- Born: 1991 (age 34–35)
- Language: Bengali;
- Citizenship: India
- Notable works: Deraje Halud Ful, Gatajanma
- Notable awards: Sahitya Akademi Yuva Puraskar 2024

= Sutapa Chakraborty =

Sutapa Chakraborty is a Bengali poet. She is the first person from Assam to receive the Yuva Puraskar for literary work in Bengali language.

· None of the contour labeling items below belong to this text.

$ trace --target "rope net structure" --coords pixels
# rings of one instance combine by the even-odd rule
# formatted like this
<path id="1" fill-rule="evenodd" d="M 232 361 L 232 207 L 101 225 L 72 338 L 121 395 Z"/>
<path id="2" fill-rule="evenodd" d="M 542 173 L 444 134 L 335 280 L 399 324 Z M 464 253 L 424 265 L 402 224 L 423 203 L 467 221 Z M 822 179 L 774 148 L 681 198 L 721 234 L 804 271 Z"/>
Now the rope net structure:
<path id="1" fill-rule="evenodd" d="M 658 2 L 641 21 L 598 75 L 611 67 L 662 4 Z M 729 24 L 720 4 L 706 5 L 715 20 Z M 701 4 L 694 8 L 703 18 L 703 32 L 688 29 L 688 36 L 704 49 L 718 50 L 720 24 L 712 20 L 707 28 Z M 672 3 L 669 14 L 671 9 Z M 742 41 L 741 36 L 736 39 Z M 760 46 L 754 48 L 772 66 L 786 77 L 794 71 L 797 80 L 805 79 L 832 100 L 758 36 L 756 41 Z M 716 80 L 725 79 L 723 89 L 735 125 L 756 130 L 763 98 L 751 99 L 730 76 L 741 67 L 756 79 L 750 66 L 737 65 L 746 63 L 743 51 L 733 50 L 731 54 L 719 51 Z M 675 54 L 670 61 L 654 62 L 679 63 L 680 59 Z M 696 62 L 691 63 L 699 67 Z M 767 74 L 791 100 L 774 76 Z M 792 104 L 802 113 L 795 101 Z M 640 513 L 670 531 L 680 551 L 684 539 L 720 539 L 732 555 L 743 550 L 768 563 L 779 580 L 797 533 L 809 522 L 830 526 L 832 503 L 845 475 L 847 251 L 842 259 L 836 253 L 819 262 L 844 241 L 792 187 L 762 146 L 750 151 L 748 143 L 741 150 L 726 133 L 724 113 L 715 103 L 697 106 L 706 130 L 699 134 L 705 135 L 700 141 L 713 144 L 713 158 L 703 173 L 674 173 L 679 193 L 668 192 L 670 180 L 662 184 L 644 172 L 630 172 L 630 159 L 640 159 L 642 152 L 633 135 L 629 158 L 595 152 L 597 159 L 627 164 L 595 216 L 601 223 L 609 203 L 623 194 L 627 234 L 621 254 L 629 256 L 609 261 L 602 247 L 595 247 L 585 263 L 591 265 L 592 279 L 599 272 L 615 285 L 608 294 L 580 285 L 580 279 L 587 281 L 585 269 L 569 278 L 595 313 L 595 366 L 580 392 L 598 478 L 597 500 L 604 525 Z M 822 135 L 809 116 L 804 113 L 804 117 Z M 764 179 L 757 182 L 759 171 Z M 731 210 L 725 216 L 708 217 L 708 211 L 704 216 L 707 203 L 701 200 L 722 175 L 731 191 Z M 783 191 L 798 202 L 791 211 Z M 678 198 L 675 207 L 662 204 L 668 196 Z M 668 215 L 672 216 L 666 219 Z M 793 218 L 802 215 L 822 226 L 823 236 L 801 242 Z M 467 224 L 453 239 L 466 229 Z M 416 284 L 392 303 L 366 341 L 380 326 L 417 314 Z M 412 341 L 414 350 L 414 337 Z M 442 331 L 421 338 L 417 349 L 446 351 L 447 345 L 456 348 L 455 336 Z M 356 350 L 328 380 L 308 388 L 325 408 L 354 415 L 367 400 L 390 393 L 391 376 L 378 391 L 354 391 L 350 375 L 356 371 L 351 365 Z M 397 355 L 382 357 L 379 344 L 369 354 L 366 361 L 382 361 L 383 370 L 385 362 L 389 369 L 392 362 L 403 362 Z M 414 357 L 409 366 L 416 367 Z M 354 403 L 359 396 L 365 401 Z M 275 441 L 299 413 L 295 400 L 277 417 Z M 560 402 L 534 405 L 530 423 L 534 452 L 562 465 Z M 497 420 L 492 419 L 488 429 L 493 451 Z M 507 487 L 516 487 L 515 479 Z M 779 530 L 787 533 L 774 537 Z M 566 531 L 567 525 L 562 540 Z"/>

Chakraborty was honored with the Yuva Puraskar by Sahitya Akademi in 2024 for her poetry collection Deraje Halud Ful, Gatajanma.

== Education life ==
Chakraborty completed her undergraduate studies in Bengali literature from Karimganj College under Assam University and obtained Bachelor of Arts. She felt drawn to poetry from her college days. Later, she did her Postgraduate studies from Assam University. After focusing on research, she obtained her doctorate in 2022.

== Works ==
Sutapa Chakraborty developed an interest in poetry from the time she was studying in college. Her works of poetry published are Bhramarayan, Mayabidya and Deraje Halud Ful, Gatajanma. The poems of Mayabidya are written in sonnet-poetic form, which is a collection of hundred sonnets. Deraje Halud Ful, Gatajanma was published by Kolkata-based Adam Publications in 2022; most of the poems were written during the COVID-19 pandemic.